The TiddlyWiki client hits a wall if there's a massive amount of
tiddlers to be processed (think for-each-tiddler operations like
calculating the timeline, tags etc.).
Those should probably be considered two separate, though related issues.
I guess the way to approach this is tackling load time first, then see
what we've learned about scalability.
> distinguish two approaches to delayed loading of tiddlers
As discussed, I think that distinction is correct and important.
Even though one might argue about the semantics of "lazy" vs.
"on-demand" loading, let's just stick to those labels for now and use
"dynamic" loading for the more general concept.
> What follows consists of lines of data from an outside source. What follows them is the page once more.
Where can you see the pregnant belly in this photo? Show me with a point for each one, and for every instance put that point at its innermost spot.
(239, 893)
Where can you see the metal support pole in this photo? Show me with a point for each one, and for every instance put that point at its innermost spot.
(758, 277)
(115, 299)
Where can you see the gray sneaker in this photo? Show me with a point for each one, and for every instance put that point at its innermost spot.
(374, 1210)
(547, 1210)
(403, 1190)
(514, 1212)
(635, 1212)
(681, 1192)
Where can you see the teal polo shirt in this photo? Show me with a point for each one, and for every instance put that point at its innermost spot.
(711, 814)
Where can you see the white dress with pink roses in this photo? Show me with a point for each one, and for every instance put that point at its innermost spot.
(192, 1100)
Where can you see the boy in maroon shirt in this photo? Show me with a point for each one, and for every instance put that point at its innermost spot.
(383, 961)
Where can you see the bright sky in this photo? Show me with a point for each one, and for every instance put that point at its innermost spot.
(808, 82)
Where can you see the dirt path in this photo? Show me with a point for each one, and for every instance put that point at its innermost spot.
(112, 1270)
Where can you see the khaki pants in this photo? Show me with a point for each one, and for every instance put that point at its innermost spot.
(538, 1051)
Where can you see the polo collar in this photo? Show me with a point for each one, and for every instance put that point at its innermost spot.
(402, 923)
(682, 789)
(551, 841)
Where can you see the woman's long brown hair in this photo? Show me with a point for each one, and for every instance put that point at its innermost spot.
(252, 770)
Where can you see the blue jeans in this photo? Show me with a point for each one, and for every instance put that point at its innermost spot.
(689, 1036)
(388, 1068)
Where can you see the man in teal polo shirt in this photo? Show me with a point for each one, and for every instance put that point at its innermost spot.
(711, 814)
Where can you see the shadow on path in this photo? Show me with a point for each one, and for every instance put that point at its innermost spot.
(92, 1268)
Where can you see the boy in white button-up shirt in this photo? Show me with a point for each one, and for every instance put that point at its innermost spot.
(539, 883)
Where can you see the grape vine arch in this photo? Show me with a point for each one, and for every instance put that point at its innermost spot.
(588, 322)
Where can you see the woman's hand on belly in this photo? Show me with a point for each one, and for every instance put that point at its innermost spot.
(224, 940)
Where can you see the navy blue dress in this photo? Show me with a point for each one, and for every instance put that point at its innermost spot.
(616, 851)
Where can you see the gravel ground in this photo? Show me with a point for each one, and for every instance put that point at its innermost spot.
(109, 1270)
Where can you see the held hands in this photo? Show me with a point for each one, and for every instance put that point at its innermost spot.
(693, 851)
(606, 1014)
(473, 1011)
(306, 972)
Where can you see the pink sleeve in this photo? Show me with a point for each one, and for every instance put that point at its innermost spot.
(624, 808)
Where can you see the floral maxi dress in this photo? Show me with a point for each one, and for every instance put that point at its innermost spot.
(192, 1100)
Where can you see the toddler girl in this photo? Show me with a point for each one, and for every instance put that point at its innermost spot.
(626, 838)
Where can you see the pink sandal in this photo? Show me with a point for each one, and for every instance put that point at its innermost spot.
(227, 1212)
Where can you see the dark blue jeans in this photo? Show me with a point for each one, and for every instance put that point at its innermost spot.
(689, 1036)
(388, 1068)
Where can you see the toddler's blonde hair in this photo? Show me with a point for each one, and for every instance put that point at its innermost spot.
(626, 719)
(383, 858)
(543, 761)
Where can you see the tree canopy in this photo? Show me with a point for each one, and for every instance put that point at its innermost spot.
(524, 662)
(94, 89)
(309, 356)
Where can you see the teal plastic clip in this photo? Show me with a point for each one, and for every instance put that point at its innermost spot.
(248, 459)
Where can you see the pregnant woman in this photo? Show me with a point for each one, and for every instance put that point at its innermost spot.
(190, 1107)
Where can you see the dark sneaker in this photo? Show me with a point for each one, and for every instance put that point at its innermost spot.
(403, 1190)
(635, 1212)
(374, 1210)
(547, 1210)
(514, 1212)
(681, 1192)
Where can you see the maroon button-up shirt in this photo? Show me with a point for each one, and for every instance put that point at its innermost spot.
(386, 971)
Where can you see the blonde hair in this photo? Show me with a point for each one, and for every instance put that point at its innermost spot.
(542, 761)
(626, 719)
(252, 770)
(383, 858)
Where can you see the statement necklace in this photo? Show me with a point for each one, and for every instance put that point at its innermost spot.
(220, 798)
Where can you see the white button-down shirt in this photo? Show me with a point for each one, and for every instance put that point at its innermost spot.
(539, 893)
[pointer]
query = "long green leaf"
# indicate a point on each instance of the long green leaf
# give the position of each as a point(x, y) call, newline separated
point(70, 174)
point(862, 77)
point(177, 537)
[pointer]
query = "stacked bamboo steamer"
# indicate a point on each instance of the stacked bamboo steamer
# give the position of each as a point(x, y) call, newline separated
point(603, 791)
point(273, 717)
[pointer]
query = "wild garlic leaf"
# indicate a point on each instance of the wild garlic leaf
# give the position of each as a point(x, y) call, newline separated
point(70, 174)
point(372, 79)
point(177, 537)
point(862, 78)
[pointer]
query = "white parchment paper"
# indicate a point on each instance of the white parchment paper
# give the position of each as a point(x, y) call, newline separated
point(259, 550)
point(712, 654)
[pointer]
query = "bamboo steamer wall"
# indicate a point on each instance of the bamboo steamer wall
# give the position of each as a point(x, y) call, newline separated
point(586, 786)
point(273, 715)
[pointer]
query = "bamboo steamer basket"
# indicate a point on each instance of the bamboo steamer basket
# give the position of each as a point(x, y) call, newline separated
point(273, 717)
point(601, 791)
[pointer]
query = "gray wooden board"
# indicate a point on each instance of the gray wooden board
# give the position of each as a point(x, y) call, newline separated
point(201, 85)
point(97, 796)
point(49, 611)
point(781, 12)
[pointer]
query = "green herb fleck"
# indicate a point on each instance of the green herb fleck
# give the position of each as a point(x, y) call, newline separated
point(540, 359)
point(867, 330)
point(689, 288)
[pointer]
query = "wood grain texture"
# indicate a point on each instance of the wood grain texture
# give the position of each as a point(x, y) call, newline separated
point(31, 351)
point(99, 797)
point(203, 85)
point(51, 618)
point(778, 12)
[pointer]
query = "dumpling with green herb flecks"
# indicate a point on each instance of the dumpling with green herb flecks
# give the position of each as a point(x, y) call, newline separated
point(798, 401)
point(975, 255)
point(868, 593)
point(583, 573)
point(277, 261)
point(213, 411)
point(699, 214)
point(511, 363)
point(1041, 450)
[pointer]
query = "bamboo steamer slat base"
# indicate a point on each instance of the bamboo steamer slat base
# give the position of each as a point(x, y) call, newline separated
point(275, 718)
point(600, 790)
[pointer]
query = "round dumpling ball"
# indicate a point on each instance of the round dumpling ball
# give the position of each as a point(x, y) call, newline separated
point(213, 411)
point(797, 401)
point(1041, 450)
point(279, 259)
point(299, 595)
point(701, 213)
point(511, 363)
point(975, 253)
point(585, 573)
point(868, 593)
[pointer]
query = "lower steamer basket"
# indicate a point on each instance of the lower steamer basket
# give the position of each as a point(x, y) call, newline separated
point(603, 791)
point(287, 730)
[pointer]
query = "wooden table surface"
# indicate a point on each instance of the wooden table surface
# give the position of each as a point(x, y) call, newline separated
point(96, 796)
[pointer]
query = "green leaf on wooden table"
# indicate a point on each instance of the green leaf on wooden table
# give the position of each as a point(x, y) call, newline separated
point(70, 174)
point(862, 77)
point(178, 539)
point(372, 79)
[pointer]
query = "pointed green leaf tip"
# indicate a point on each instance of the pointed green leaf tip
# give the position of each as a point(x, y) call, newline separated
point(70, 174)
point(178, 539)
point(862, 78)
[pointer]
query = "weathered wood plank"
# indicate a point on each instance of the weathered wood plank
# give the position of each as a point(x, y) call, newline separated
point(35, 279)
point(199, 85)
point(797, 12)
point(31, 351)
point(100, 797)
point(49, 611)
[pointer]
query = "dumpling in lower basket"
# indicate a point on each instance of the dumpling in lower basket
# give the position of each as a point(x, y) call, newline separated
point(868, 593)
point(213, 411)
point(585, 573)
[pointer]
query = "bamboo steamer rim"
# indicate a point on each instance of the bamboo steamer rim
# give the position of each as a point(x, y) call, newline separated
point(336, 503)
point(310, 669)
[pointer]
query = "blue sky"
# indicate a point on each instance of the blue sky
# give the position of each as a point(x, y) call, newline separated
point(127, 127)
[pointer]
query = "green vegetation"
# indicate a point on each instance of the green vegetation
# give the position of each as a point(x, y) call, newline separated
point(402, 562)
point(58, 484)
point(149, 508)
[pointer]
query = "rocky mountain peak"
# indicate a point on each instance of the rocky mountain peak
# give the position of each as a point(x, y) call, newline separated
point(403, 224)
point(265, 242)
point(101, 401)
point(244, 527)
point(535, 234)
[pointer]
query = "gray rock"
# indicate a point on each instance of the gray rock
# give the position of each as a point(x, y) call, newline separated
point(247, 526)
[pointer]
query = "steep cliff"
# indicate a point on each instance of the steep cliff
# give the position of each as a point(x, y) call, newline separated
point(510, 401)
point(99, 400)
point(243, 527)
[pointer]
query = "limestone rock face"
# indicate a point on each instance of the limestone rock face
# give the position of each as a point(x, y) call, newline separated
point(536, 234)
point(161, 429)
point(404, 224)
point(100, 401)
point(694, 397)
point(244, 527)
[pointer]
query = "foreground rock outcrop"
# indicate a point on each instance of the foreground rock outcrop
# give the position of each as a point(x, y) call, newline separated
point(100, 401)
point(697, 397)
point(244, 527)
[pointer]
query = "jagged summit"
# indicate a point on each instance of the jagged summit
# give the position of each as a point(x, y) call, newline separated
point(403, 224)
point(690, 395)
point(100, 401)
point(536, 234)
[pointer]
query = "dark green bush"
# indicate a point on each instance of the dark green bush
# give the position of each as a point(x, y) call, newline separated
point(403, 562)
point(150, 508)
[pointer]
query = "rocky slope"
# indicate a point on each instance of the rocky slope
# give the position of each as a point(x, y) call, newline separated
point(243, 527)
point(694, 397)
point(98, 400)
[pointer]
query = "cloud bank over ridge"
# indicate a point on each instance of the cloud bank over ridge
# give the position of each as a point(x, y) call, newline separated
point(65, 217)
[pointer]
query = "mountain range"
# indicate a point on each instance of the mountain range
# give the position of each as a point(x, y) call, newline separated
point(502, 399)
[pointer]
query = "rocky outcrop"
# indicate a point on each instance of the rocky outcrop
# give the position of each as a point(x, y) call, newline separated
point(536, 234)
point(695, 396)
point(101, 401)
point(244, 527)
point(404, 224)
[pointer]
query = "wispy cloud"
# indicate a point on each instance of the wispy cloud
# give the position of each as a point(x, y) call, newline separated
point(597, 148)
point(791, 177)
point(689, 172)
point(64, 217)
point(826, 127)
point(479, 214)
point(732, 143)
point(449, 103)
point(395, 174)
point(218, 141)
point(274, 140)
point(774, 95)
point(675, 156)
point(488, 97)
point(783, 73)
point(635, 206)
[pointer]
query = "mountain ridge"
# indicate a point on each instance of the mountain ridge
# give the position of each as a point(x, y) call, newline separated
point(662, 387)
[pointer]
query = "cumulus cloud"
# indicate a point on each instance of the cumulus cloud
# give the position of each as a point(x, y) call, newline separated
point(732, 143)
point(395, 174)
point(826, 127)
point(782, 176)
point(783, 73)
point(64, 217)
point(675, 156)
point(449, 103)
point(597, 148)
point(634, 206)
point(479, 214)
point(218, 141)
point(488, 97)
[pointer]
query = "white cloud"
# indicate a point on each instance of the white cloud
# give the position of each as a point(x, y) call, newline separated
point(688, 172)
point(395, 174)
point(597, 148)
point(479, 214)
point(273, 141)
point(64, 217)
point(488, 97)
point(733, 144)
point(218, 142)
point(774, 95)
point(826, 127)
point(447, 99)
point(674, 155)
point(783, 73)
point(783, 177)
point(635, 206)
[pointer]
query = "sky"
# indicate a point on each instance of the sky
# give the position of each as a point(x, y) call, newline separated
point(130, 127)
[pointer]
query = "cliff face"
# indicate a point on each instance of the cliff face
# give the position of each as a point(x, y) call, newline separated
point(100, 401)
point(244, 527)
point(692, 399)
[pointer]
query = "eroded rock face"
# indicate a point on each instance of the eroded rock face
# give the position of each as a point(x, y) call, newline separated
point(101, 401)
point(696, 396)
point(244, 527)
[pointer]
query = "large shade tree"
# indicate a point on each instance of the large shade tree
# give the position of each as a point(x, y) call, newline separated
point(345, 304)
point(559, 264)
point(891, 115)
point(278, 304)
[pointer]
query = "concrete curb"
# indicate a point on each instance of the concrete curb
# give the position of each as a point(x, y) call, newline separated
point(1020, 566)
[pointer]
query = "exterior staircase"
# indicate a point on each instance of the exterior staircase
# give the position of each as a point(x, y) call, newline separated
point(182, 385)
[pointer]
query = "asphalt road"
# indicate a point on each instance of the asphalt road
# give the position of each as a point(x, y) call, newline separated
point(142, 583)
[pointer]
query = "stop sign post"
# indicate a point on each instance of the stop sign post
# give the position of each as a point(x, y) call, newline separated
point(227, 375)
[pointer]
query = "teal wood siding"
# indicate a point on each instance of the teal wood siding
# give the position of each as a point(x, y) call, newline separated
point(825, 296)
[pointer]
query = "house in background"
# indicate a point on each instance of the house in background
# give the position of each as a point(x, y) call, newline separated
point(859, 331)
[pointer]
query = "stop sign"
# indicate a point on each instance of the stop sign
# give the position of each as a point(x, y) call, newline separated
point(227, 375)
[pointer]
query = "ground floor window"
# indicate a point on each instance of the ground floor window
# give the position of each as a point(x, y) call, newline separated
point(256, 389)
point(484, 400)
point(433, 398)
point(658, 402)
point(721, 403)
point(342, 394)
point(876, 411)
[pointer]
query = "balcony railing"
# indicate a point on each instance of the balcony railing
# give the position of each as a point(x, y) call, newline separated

I've tried to summarize the basic points raised so far on our wiki:
http://tiddlywiki.org/wiki/Dev:Dynamic_Loading
> would it yield faster results if tiddler data instead of being
> written to the dom was written to the store in javascript world in
> the head of the document as packed javascript and added to the
> storeArea div when required by displayTiddler?
Well, you seem to be confusing store and story there.
However, you're indirectly raising the issue of a different store
implementation (using JSON instead of HTML) - which might very well be
worth discussing, though preferably in a separate thread.